Cllr Finch, who is also the chairman of Swanage Chamber of Trade, was among the many objectors to the ferry company’s proposed toll increases, which were refused by the Secretary of State following a public inquiry in September.

A Government-appointed inspector had raised concerns that a reserve for a future replacement ferry was not being ringfenced.

“It was clear that after the public inquiry there was a significant area of concern that the ferry replacement fund is not ringfenced. In my view the company must now seriously stop taking huge dividends before they have adequately put money by for repairs, maintenance and replacement funds for a ferry in the future. If you are going to keep asking for more money every few years, as they have been doing so, for a new ferry then surely you then must put the money aside for that purpose?
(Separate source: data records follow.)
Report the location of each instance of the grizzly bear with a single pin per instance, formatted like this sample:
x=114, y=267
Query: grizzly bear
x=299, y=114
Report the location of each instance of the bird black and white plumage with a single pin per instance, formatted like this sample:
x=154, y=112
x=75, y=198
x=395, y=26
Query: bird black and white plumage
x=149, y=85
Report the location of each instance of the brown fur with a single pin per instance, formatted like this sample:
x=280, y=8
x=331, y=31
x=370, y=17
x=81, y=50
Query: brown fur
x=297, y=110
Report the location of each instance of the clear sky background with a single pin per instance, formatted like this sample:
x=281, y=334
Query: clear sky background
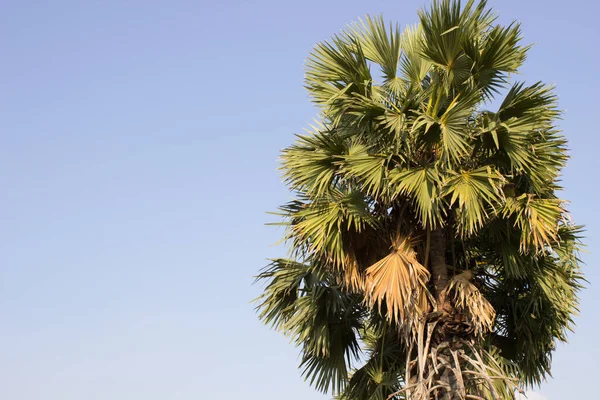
x=138, y=147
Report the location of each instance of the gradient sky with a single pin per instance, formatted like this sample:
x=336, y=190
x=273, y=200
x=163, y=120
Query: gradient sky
x=138, y=147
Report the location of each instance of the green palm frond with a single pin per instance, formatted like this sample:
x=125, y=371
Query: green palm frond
x=379, y=44
x=310, y=164
x=409, y=185
x=538, y=220
x=422, y=186
x=368, y=169
x=476, y=192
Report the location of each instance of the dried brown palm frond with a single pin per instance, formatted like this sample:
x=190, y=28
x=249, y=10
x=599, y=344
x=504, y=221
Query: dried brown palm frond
x=467, y=299
x=397, y=281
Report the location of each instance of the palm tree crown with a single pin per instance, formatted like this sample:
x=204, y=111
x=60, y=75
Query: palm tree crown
x=430, y=255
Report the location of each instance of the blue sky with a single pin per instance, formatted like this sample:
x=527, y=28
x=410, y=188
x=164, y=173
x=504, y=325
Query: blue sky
x=138, y=147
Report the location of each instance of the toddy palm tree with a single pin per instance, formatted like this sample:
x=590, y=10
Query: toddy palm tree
x=430, y=255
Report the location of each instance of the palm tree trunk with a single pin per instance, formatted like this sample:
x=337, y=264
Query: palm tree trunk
x=439, y=272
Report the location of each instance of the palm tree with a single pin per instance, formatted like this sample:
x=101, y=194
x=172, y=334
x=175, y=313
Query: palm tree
x=430, y=257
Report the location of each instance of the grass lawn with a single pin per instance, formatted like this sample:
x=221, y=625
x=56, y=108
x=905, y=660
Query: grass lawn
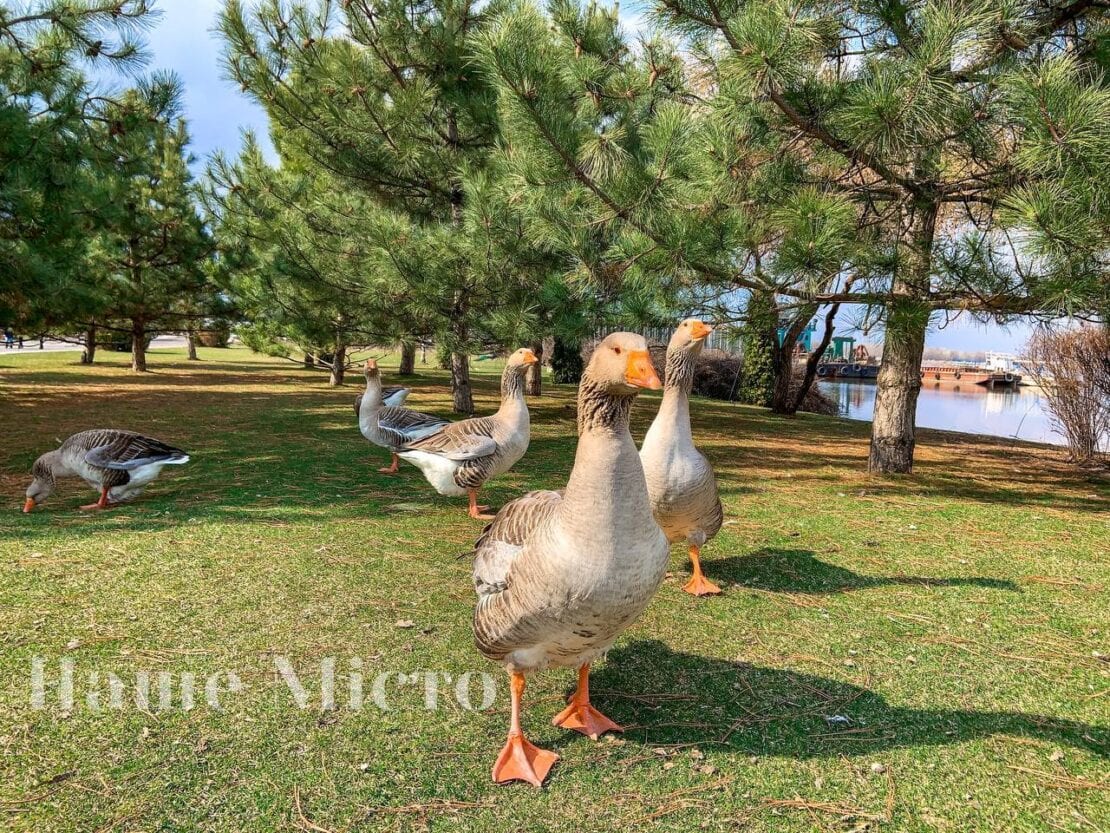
x=925, y=653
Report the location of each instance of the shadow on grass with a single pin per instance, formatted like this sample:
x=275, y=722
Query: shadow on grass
x=800, y=571
x=763, y=711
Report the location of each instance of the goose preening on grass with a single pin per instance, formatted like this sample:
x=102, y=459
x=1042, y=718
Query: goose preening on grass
x=561, y=574
x=386, y=424
x=117, y=463
x=679, y=479
x=460, y=457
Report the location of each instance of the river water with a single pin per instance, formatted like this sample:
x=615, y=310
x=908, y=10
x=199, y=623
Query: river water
x=1011, y=412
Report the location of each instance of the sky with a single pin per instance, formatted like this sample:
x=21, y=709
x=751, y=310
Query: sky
x=218, y=113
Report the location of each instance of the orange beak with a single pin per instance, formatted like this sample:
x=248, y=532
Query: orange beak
x=641, y=372
x=699, y=330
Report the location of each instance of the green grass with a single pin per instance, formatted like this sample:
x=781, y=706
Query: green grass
x=957, y=618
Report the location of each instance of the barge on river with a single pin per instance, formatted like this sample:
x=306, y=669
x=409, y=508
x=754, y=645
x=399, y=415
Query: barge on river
x=950, y=373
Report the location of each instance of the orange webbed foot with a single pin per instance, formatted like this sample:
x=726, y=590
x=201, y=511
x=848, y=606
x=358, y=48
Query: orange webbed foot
x=523, y=761
x=699, y=585
x=584, y=718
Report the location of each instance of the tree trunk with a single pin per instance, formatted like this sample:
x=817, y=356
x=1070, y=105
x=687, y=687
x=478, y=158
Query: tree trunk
x=566, y=361
x=781, y=398
x=898, y=385
x=534, y=381
x=781, y=401
x=899, y=380
x=339, y=365
x=138, y=347
x=90, y=345
x=407, y=359
x=462, y=397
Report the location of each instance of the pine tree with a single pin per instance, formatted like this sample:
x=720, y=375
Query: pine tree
x=382, y=96
x=300, y=259
x=150, y=254
x=914, y=157
x=50, y=194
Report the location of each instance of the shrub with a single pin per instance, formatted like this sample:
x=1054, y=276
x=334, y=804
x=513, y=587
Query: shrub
x=1072, y=368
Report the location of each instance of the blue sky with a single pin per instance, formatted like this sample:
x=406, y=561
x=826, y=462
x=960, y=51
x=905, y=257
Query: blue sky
x=219, y=113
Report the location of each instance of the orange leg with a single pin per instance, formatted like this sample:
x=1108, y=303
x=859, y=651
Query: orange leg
x=520, y=760
x=581, y=715
x=698, y=584
x=481, y=513
x=102, y=503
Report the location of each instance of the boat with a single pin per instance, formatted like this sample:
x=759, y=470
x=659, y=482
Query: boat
x=956, y=373
x=843, y=369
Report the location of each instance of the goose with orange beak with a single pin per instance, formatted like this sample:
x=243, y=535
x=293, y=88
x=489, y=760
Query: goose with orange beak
x=461, y=457
x=119, y=464
x=389, y=425
x=679, y=479
x=559, y=575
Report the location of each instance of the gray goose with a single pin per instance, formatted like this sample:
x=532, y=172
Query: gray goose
x=559, y=575
x=387, y=425
x=117, y=463
x=679, y=479
x=461, y=457
x=393, y=395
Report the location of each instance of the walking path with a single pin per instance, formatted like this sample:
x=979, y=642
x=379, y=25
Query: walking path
x=31, y=345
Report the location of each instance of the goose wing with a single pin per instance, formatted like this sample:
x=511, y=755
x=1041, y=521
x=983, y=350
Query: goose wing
x=392, y=395
x=402, y=425
x=503, y=539
x=458, y=441
x=122, y=450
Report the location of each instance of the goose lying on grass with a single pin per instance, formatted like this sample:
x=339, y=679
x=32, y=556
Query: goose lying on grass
x=117, y=463
x=679, y=479
x=461, y=457
x=387, y=425
x=561, y=574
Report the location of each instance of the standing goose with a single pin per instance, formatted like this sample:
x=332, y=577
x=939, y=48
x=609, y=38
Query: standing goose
x=561, y=574
x=117, y=463
x=393, y=395
x=679, y=479
x=460, y=457
x=387, y=425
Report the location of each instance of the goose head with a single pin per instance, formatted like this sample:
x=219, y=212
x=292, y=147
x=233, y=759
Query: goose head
x=522, y=360
x=623, y=365
x=42, y=483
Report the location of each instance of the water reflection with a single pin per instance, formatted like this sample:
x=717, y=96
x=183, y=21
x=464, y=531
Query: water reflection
x=1011, y=412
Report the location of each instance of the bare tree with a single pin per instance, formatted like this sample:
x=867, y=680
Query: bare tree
x=1072, y=367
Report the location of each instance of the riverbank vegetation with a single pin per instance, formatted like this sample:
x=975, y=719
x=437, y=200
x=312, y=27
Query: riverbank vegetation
x=484, y=177
x=904, y=654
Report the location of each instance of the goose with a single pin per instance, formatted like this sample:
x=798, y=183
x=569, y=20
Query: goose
x=460, y=457
x=393, y=395
x=391, y=425
x=559, y=575
x=679, y=479
x=117, y=463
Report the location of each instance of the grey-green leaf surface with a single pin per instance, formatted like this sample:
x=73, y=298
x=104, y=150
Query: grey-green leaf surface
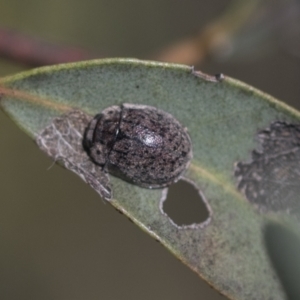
x=223, y=119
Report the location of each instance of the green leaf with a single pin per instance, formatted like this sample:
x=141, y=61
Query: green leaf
x=223, y=119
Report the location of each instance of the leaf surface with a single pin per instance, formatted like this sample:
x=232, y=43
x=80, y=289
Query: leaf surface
x=223, y=119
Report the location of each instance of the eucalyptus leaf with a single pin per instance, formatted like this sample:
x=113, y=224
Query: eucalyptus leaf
x=226, y=120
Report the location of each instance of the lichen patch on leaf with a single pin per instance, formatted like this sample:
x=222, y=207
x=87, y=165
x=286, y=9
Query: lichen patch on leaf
x=271, y=179
x=62, y=140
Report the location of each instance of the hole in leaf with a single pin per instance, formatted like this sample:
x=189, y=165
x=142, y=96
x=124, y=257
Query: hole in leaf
x=184, y=205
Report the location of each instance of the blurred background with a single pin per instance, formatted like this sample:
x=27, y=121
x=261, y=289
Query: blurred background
x=58, y=239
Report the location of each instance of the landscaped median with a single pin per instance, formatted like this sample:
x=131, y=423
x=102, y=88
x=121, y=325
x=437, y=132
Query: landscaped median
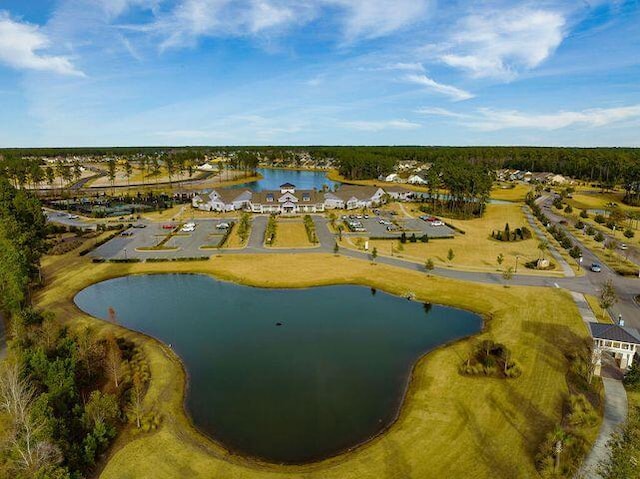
x=450, y=425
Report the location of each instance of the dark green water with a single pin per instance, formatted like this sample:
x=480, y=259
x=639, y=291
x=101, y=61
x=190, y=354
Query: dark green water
x=330, y=377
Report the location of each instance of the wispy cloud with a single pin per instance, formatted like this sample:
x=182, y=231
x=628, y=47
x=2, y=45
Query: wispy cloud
x=487, y=119
x=21, y=47
x=501, y=43
x=456, y=94
x=377, y=18
x=190, y=20
x=381, y=125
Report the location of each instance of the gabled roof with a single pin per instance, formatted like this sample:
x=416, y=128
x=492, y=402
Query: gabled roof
x=614, y=332
x=397, y=189
x=229, y=195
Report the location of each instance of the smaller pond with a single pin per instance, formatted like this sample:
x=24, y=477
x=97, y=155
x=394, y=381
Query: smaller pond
x=290, y=376
x=273, y=178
The tolls have been increased in 2004, 2006, 2009, and 2014 for a replacement ferry and to give the directors a reasonable return on their investment. Sadly, money goes in and out of that reserve like the tide at Sandbanks,” Cllr Finch said. “There are rumours why the ferry is taking so long to come back into action – that it’s in response to the Secretary of State’s decision. I am sure this is not the case as the ferry revenue must certainly be down as well. Let’s hope that it is up-and-running soon and proper sustainable investment is put into the ferry which we all depend on. We all love the ferry.”

Debby Monkhouse, of Swanage Labour, and among the objectors, said: “It does seem rather a coincidence that they didn’t get the price increases they wanted following the inspector’s report and now the ferry is out of service for this length of time.

“People are really suffering as it makes the journey a lot longer going round the other way.

“I trust the company is not punishing residents and implore them to get the ferry back up-and-running as soon as possible.”